A few years earlier, I had been amazed when my friend Greg’s mother had cycled 100 km to buy shoes! At the same time, my school results weren’t flying high, especially in history. And here I am, making a 900 km detour to visit a historic site…
I’m not the only one who changes over time; history itself evolves with new discoveries. And the one that took place here in Newfoundland is astonishing! Whatever Christopher Columbus may have said, the Genoese navigator didn’t discover a “New World”. Firstly, because the First Nations had already been living here for ages, but also because Scandinavian sailors established a colony in North America long before 1492. Ancient Scandinavian stories even describe the expeditions of Leif Eriksson. Is it true?

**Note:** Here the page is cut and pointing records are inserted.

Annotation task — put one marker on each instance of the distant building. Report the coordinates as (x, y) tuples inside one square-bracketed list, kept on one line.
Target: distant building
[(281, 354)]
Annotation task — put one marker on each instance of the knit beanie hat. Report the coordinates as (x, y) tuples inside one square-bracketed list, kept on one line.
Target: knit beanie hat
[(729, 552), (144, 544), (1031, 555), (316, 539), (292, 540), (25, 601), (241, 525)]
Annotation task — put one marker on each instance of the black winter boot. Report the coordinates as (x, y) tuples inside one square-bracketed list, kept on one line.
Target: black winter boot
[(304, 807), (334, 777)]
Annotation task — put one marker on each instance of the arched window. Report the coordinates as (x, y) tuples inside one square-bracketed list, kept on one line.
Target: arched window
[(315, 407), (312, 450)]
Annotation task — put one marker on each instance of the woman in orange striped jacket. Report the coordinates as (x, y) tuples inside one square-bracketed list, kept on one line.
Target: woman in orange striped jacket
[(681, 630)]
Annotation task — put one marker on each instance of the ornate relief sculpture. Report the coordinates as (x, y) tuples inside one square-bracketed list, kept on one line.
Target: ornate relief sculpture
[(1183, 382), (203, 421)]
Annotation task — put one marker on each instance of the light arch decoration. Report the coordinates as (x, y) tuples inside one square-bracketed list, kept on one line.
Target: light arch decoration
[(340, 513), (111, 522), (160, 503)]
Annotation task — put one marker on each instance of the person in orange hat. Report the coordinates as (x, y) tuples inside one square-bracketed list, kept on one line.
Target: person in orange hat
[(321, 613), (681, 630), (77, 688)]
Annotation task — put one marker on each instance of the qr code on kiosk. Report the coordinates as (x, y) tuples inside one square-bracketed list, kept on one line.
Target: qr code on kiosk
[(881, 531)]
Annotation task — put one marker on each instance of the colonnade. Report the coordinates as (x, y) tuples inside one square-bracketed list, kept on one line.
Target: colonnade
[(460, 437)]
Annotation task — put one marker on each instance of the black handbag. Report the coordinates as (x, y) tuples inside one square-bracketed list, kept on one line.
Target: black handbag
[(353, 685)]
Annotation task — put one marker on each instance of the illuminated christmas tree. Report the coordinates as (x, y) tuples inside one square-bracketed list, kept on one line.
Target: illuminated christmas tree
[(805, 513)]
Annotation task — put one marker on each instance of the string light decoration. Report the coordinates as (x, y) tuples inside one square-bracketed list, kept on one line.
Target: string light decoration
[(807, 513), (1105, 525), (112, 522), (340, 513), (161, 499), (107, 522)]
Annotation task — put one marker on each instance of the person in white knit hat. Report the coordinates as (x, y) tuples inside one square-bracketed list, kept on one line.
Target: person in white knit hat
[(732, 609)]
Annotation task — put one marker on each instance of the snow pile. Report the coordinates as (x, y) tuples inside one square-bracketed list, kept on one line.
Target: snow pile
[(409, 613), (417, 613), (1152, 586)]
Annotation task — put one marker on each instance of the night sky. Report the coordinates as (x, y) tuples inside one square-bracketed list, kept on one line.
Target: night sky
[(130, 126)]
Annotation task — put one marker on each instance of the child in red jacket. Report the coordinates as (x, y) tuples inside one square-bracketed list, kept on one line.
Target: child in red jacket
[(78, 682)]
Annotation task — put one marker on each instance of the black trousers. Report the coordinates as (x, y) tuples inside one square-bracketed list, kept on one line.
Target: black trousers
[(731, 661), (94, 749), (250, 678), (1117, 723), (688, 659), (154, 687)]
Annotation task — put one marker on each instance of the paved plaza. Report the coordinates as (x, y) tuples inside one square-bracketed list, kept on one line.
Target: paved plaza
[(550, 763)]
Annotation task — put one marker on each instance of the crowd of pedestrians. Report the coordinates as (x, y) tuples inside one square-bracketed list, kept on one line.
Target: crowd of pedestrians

To prove these tales true, Norwegian explorer Helge Ingstad and his wife, archaeologist Anne Stine, set out in search of clues along the Newfoundland coastline. In 1960, they landed in a small, isolated community at the tip of the Great Northern Peninsula. And thanks to local resident George Decker, the couple found what they were looking for: “a group of grass-covered hummocks and ridges, suggestive of house ruins”.
After several years of archaeological excavations, the site became a National Historic Site of Canada in 1977, and the following year was declared a UNESCO World Heritage Site: “L’Anse aux Meadows is the first and only known site established by Vikings in North America and the earliest evidence of European settlement in the New World. As such, it is a unique milestone in the history of human migration and discovery.”
So, the legend was true! I don’t at all regret this detour along the west coast of Newfoundland.